5.3.2 Ob im Rahmen der Amtshaftung eine Norm auch den Schutz des Geschädigten intendiert oder auch nur mitbezweckt, hängt maßgeblich davon ab, ob bereits eine rechtliche Sonderverbindung zwischen dem Geschädigten und dem Rechtsträger, dessen Organe eine Amtspflicht verletzt haben sollen, besteht, oder ob die Erfüllung öffentlicher Aufgaben eine so große und unbestimmte Zahl von Personen betrifft, dass diese der Allgemeinheit gleichzusetzen sind (RIS-Justiz RS0049993). Es muss daher geprüft werden, ob die Pflichten des Rechtsträgers nur im Interesse der Allgemeinheit oder auch im Interesse einzelner Betroffener normiert sind (1 Ob 232/11s = immolex 2012/90, 283 [krit Hagen] = RIS-Justiz RS0050038 [T27]).
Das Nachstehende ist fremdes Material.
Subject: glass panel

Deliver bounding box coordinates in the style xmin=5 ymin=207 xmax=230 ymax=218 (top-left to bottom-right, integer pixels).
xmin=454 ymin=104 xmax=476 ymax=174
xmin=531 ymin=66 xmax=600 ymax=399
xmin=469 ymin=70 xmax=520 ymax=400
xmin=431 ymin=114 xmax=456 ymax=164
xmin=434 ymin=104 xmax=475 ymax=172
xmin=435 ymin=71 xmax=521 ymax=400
5.3.3 Der primäre Zweck des Strafverfahrensrechts liegt in der Verwirklichung des materiellen Strafrechts im Einzelfall mit der richtigen Bewertung von Tat und Täter zum Zwecke gerechter Sanktion (Markel in Fuchs/Ratz, WK-StPO § 1 Rz 3). Es wurde daher bereits judiziert, dass nicht alle Bestimmungen der Strafprozessordnung dem Schutz des durch eine Straftat Geschädigten dienen (RIS-Justiz RS0050078). Mit der Möglichkeit, für in einer Straftat wurzelnde Ansprüche bereits im Strafprozess vollstreckbare Titel zu schaffen, tritt das Strafprozessrecht aber auch in Beziehung zum materiellen Zivilrecht (Markel aaO § 1 Rz 10), sodass das Strafverfahren – zwar nicht in erster Linie – aber „am Rande“ auch der Durchsetzung privatrechtlicher Ansprüche dienen kann (1 Ob 143/07x).

5.3.4 Ob eine (konkrete) Bestimmung der StPO dem Schutz des durch eine Straftat Geschädigten dient, ist nach dem Zweck der Amtspflicht wertend zu beurteilen. Soweit er sich nur auf Interessen der Allgemeinheit erstreckt, können Einflüsse des Verfahrensausgangs auf individuelle Interessenslagen nur als – die Amtshaftung des belangten Rechtsträgers nicht begründende – Reflexwirkung pflichtgemäßen Verhaltens beurteilt werden (1 Ob 313/01p = SZ 2002/128; 1 Ob 148/02z; 1 Ob 200/04z; 1 Ob 232/11s; 1 Ob 171/14z). Auf eine Rechtspflicht gerade einem solchen Dritten gegenüber kann daraus noch nicht geschlossen werden (1 Ob 142/06y = SZ 2006/150 mwN).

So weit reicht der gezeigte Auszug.